Gmina Krzynowłoga Mała is a rural gmina (administrative district) in Przasnysz County, Masovian Voivodeship, in east-central Poland. Its seat is the village of Krzynowłoga Mała, which lies approximately 16 kilometres (10 mi) north-west of Przasnysz and 104 km (64 mi) north of Warsaw.

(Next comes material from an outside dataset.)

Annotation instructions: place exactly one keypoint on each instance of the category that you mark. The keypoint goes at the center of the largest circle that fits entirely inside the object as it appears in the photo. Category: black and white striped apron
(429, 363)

The gmina covers an area of 184.4 km2, and as of 2006 its total population is 3,535 (3,599 in 2013).

==Villages==
Gmina Krzynowłoga Mała contains the villages and settlements of:

- Borowe-Chrzczany
- Borowe-Gryki
- Bystre-Chrzany
- Chmieleń Wielki
- Chmielonek
- Cichowo
- Czaplice-Bąki
- Czaplice-Kurki
- Gadomiec-Jędryki
- Gadomiec-Wyraki
- Goski-Wąsosze
- Grabowo-Rżańce
- Kaki-Mroczki
- Kawieczyno
- Rudno-Kosiły
- Krajewo Wielkie
- Krajewo-Kłódki
- Krajewo-Wierciochy
- Krzynowłoga Mała
- Łanięta
- Łoje
- Marianowo
- Masiak
- Morawy Wielkie
- Ostrowe-Stańczyki
- Ożumiech
- Piastowo
- Plewnik
- Romany-Fuszki
- Romany-Janowięta
- Romany-Sebory
- Romany-Sędzięta
- Rudno Jeziorowe
- Rudno Kmiece
- Skierkowizna
- Świniary
- Ulatowo-Adamy
- Ulatowo-Borzuchy
- Ulatowo-Czerniaki
- Ulatowo-Zalesie
- Ulatowo-Żyły
- Wiktorowo

==Neighbouring gminas==
Gmina Krzynowłoga Mała is bordered by the gminas of Chorzele, Czernice Borowe, Dzierzgowo, Jednorożec and Przasnysz.